The OLA process may never be used. It may remain the proverbial musket in the closet that the government holds in reserve while arranging workouts with creditors or sales or mergers of the troubled firm in lieu of “orderly liquidation.”40 If implemented with the consent of the distressed financial firm, the OLA process may not be contested. The statute specifically invites the directors of a troubled financial firm to consent to OLA and dangles a carrot in front of directors in the form of promised immunity from any action by shareholders or creditors for “acquiescing in or consenting in good faith to the appointment of the Corporation as receiver.”41 It would take an intrepid director to do battle with the Executive Branch over the fate of a financially troubled firm, knowing that any diminution in financial value attributable to resistance could be challenged in future litigation by disgruntled creditors and shareholders, whereas capitulation to the government will result in immunity.

In any event, whether the OLA authority is used or merely threatened, the credibility of the government to use the new procedure will depend importantly on whether the relevant actors perceive this authority to be constitutional. As we shall see, there are several features of Title II that give rise to serious questions on this score.

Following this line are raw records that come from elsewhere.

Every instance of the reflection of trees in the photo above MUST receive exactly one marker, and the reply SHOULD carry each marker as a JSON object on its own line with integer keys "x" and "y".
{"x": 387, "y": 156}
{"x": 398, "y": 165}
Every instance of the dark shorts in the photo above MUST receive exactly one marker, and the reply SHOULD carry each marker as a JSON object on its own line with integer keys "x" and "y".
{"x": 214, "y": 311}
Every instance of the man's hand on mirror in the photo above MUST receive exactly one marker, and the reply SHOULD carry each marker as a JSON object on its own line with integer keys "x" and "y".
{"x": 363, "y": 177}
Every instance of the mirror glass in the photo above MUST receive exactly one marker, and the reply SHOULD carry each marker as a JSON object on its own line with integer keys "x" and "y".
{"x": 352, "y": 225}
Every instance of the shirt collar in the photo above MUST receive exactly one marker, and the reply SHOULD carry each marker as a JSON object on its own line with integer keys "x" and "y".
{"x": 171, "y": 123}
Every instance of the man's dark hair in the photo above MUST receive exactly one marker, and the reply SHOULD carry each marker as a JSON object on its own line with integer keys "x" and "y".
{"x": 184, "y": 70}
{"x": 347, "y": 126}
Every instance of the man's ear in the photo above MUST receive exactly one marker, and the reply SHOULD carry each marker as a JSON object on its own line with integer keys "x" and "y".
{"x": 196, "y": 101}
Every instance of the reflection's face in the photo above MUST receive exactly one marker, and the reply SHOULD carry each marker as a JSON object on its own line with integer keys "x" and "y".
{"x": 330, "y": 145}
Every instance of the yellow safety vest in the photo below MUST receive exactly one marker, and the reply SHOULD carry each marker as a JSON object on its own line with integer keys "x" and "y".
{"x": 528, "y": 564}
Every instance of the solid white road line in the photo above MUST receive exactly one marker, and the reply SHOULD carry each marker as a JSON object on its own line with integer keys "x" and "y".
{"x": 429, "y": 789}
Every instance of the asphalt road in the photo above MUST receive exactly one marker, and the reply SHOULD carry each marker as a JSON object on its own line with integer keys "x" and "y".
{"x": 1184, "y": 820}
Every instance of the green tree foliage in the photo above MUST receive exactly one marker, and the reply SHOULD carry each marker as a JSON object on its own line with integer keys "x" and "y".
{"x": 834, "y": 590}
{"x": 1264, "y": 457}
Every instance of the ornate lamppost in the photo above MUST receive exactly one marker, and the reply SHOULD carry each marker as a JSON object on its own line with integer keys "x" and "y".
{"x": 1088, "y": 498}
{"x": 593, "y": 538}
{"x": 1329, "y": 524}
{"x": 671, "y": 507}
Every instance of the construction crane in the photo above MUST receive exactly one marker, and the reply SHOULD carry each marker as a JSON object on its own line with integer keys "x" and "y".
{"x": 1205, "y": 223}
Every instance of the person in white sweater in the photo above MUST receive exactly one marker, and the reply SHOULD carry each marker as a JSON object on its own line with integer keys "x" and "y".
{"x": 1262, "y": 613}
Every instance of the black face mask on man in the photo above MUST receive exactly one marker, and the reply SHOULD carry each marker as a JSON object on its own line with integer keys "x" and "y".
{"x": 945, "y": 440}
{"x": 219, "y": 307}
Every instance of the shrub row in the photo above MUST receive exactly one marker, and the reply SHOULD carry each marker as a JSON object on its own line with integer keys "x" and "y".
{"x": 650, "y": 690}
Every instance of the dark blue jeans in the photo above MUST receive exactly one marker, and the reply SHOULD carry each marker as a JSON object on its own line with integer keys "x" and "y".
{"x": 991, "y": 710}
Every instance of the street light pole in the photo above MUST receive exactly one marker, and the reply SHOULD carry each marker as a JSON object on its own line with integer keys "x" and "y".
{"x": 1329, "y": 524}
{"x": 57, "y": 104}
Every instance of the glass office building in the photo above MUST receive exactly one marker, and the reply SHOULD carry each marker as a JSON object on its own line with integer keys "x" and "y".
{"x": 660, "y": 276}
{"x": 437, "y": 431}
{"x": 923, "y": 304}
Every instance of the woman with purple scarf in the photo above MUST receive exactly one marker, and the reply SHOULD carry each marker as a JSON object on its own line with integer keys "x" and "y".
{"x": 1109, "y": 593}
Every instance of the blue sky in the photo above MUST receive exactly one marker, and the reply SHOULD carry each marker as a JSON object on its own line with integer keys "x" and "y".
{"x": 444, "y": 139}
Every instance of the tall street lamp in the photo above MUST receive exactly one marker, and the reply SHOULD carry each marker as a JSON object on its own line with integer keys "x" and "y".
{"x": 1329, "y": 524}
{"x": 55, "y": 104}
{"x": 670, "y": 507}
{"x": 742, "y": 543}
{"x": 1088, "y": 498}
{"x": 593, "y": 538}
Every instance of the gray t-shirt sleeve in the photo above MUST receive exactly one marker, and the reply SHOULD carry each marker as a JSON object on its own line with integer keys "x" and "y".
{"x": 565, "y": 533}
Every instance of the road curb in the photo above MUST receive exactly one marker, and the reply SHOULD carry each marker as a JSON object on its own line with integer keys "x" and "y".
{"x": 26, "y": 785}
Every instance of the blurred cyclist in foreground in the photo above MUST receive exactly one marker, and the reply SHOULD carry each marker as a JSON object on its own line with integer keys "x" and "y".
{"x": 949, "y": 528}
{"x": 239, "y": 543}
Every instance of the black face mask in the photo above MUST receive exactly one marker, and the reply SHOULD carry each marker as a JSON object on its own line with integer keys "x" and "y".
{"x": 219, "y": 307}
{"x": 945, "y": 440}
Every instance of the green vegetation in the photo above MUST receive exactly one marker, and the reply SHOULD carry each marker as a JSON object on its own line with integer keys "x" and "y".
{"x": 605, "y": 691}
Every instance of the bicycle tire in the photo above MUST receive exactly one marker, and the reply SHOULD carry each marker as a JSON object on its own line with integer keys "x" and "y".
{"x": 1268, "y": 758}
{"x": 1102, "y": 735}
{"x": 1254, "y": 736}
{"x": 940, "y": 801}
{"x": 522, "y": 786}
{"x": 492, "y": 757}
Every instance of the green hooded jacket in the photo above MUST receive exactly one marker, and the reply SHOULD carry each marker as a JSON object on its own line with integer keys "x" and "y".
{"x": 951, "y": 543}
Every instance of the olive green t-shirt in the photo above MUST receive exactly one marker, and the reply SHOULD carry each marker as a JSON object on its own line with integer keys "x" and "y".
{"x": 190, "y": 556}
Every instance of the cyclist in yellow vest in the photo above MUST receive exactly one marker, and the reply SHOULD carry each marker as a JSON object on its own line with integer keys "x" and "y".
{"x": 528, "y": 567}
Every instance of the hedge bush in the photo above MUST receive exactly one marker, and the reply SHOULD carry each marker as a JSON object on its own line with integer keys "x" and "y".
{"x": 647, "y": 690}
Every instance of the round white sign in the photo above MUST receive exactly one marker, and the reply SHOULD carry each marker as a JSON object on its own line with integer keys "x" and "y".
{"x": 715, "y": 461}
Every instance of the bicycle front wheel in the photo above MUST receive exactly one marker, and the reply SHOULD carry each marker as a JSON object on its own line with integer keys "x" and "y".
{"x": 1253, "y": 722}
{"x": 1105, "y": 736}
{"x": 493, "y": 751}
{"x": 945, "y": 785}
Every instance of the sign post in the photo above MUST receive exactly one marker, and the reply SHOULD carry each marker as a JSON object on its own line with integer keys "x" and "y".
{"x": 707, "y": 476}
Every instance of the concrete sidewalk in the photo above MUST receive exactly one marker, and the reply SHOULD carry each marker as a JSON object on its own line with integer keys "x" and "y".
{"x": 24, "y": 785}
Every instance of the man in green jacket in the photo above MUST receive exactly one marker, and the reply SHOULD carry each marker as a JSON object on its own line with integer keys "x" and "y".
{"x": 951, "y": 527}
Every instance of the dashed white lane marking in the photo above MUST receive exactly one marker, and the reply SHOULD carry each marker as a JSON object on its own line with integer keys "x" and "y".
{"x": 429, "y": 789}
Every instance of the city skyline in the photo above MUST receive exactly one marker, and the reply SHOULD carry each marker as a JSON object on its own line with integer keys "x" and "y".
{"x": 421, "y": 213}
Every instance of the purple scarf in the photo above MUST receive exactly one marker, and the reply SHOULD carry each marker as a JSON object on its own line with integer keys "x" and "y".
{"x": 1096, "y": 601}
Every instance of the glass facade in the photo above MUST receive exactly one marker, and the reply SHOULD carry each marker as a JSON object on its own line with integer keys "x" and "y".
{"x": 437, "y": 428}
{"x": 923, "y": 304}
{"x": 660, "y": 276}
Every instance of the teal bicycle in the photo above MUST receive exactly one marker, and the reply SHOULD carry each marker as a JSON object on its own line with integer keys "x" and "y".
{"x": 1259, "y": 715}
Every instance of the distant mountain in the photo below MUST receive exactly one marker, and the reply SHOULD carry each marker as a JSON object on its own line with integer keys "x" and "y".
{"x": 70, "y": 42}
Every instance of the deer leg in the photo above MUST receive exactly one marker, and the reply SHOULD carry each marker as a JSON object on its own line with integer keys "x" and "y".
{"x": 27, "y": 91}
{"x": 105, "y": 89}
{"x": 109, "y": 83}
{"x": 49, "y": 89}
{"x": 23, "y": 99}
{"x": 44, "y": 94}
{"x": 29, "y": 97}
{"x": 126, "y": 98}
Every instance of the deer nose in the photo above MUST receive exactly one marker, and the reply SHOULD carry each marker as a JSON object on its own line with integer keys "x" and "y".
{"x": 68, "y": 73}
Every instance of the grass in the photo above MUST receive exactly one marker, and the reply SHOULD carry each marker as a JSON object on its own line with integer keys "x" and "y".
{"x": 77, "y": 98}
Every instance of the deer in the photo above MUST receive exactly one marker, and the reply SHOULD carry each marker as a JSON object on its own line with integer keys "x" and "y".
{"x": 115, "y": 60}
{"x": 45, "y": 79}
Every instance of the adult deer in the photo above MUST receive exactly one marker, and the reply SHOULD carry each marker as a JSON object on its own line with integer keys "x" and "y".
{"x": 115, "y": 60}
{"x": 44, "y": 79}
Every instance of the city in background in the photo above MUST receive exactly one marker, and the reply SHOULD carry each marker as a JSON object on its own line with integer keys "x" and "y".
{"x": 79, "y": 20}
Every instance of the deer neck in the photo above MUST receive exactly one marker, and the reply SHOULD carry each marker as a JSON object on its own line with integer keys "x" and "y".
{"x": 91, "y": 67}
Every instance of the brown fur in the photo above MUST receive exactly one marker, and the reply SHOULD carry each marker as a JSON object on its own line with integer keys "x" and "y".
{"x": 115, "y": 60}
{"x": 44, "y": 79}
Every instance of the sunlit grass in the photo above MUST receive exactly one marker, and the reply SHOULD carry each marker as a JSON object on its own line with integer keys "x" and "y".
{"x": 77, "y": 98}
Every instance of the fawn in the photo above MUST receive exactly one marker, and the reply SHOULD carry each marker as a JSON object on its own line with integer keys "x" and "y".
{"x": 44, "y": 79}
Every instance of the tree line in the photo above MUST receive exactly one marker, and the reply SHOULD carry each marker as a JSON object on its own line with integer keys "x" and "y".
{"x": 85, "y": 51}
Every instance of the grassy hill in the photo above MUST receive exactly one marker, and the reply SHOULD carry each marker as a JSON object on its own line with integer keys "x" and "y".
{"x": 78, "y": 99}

The basic model for the OLA process is existing law providing for administrative receiverships of FDIC-insured banks. Dodd-Frank takes this bank receivership law and adds to it a number of provisions borrowed from the Bankruptcy Code, which is essentially a judicially-supervised resolution process. As a result, the OLA is an administrative rather than a judicial resolution process, but one that hews more closely to the substantive law of bankruptcy than it does to the substantive law that governs bank receiverships. Many of the constitutional issues raised by Title II stem from the unique provisions that govern the appointment of a receiver under the OLA. These provisions do not follow the template of either bank receivership law or bankruptcy law. Rather, they were adopted by the Senate during the final days of intense negotiation over what was to become the final version of the law. Accordingly, we begin with a brief review of the benchmarks established by bank receivership and bankruptcy law, and trace these within the evolution of the Title II provisions via an examination of its legislative history.